What can I say? While I've been a fan of Les Mis for more years than I can even remember, I've never really understood the larger-than-life character of Jean Valjean. He seemed more symbolic and archetypal than flesh and blood, and whenever I attended performances, I felt vaguely sorry for the actor cast in the role because it just seemed like one of those parts that is impossible to play. Kind of like being cast as Christ, except, in some ways, even worse, because any audience watching someone portray Christ knows it's a pale imitation, but Jean Valjean is a kind of super-hero Everyman. Appropriate that it should be Wolverine, eh?

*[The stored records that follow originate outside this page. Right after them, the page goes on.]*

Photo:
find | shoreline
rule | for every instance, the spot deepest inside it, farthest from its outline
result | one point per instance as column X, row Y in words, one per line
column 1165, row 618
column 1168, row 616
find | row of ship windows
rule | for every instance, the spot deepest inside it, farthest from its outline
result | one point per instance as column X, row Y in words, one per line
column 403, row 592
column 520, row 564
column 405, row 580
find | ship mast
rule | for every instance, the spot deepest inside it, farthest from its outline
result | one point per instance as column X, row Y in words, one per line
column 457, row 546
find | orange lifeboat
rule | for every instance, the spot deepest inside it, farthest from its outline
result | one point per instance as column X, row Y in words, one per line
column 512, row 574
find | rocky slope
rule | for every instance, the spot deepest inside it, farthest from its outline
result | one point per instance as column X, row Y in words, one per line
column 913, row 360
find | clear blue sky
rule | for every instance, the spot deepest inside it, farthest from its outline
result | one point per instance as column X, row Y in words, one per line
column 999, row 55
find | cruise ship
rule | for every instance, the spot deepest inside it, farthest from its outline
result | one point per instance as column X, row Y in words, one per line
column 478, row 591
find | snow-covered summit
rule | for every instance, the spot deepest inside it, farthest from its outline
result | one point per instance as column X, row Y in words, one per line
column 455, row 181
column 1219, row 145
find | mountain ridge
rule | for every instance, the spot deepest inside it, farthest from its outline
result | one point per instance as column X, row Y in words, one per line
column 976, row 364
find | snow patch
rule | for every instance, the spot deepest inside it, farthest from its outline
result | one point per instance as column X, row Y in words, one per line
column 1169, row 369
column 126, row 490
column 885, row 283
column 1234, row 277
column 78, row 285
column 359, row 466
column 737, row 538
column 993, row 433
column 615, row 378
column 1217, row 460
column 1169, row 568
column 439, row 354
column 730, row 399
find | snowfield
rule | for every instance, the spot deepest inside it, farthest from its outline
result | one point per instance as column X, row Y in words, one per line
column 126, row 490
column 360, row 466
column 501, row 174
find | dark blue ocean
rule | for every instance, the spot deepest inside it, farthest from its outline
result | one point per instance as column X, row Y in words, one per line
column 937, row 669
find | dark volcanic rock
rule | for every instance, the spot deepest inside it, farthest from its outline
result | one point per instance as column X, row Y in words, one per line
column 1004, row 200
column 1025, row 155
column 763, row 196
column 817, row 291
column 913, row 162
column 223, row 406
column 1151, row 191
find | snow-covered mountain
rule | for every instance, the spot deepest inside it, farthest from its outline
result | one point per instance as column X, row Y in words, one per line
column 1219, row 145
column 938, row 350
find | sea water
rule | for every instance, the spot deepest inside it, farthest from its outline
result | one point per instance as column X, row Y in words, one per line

So, the best praise I can offer is that, for the first time, I felt like I really DID understand Valjean, The character became real to me, and every event, every choice, every move, made sense. In terms of the story, of course, this changed the entire experience for me, which in turn changed me, because that is what great art does. All the redemptive power in Victor Hugo's soaring story is played out in the character of Jean Valjean, in the body of Hugh Jackman, and all I can feel is immense gratitude that he paid the price to get it right, so that I could have a transformative experience in row E, seat 16. This type of grueling, demanding performance is why I've been known to fly off the handle when people crack jokes about how easy acting is, or mock the study of theatre as a much-lesser path of the lazy. Throughout all ages of this world we celebrate and learn from story, and we venerate those who offer up their own bodies--their own selves--to bring us those stories and enact them in themselves. Even as I was fully immersed in the music, design, and magic of the film, the little voice in my head was marveling at the level of preparation Hugh Jackman obviously brought to the role. The little voice also made snide comments about the obvious lack of preparation brought by Mr. Crowe, but I shushed those because I only wanted to focus on happy thoughts.
Other notes--the production design was impressive. I wondered how the grandeur of the musical would be carried out, without falling prey to a big-movie temptation to go grandiose, and it worked for me. I was very curious about how they'd pull off the big finale, and it was satisfying. Solid and triumphant without being over-blown. I'm thrilled that the hollywood version kept the religious symbolism of the original musical. It made for lush design, but also brought a deeper undercurrent to the themes of mercy, justice, and redemption that Les Mis is all about.
My highest compliment: I'm not the same person I was when I walked into the theater tonight, and for that I am deeply grateful.
Well done, cast & production team. In my humble opinion, the awards and accolades are deserved. Thank you for this gift.